Brick & Tin attracts a downtown lunchtime crowd willing to risk spilling unique-to-Birmingham white barbecue sauce on dresses and suits. The menu also offers daily-special soups, sandwiches such as braised brisket with caramelized onions, and a list of hard to find European wines by the glass.
For an unreconstructed Alabama meat joint, seek out Saw’s BBQ on Oxmoor Road in suburban Homewood, which has that been-here-forever feel (though it dates only to 2009). Mike Wilson is a former test-kitchen chef for Cooking Light, but there’s nothing light about his Flintstones-size slab of pork ribs, potatoes stuffed with pork and chicken, and banana pudding made with Nilla wafers.
And though Frank Stitt is justifiably famous for his Highlands Bar and Grill, many locals find themselves gravitating toward the hearty Italianesque flavors of his Bottega, set in a former mansion in the Highland Park area.
> Where to Stay:
The venerable Tutwiler has gone (and come back reincarnated as a Hampton Inn), leaving the boutique-style Hotel Highland at Five Points South as the option with the most personality. It provides a base from which to explore Highlands and the neighborhoods beyond.
> What to See:
Sloss Furnaces National Historic Landmark allows visitors to explore some 40 buildings of heavy machinery that made up one of the country’s most productive pig-iron blast furnaces, operating from 1882 to 1970.

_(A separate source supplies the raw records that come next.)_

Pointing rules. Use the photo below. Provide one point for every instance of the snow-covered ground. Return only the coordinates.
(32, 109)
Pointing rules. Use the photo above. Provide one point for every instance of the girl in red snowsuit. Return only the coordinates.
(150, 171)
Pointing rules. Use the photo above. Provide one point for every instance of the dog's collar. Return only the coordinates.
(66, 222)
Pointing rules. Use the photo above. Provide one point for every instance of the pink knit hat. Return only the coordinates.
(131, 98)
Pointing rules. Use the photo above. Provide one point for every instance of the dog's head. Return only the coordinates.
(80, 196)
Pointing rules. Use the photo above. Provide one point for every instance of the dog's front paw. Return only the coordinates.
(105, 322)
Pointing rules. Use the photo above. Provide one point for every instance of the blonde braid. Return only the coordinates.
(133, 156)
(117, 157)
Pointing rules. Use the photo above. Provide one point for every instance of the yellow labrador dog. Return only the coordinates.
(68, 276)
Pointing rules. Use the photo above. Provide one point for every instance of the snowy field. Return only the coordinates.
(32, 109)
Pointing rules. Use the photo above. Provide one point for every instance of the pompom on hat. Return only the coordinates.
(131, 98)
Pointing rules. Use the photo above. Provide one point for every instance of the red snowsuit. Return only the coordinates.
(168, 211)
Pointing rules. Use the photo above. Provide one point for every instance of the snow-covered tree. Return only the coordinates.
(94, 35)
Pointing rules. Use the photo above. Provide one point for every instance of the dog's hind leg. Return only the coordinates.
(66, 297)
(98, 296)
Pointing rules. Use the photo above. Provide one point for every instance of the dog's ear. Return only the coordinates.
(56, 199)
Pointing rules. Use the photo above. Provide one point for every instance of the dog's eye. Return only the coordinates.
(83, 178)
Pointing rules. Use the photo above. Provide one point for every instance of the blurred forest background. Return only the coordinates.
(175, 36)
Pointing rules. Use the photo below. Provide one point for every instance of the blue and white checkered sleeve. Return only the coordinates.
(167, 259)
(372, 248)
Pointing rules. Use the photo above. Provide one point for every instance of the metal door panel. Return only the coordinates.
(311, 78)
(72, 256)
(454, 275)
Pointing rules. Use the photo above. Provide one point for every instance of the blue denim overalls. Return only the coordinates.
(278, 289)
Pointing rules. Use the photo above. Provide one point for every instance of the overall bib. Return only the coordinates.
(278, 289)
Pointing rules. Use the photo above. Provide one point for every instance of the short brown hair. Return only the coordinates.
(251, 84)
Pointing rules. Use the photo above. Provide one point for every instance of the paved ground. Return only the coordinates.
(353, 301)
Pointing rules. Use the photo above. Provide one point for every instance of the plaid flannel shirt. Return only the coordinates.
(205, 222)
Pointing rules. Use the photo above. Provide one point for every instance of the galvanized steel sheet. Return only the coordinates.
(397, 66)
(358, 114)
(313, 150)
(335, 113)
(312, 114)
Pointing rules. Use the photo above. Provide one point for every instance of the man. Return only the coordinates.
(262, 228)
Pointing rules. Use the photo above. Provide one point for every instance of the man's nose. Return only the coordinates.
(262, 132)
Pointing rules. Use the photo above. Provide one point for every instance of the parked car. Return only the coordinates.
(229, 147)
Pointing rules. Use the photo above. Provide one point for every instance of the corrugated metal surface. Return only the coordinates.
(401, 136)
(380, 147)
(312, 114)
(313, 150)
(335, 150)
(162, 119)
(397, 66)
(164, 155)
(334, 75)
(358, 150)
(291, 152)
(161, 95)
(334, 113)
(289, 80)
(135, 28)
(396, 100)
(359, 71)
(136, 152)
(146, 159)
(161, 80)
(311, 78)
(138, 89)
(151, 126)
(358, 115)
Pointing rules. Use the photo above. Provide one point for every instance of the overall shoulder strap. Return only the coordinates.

With more than 24,000 works, the Birmingham Museum of Art has one of the nation’s largest and most diverse regional collections. Highlights include a newly renovated African gallery (above); simple but expressive folk pottery—bottles, jugs, jars, and pitchers—of 19th-century Alabama; and a photography gallery showcasing Henri Cartier-Bresson, Diane Arbus, and Weegee.
> What to Read:
There may be no better chronicle of the civil rights struggle through 1963 than Taylor Branch’s Parting the Waters: America in the King Years 1954-63 (1988), much of which inevitably involves Birmingham.
Native-son novelist Walker Percy’s Love in the Ruins (1971) offers a glimpse of the post-segregationist South, circa 1971.
> Travel Trivia:
- Only in Birmingham can all three ingredients for smelting iron—coal, iron ore, and limestone—be found within a ten-mile radius.
Veterans Day was first celebrated in Birmingham.
The lighted dance floor at The Club, on Red Mountain, inspired film director John Badham, who grew up in Birmingham, to create the one John Travolta dances on in
This guide was reported by Bruce Schoenfeld to accompany a feature he wrote entitled “Steel Magnolia,” both of which appeared in National Geographic Traveler’s August/September 2014 issue.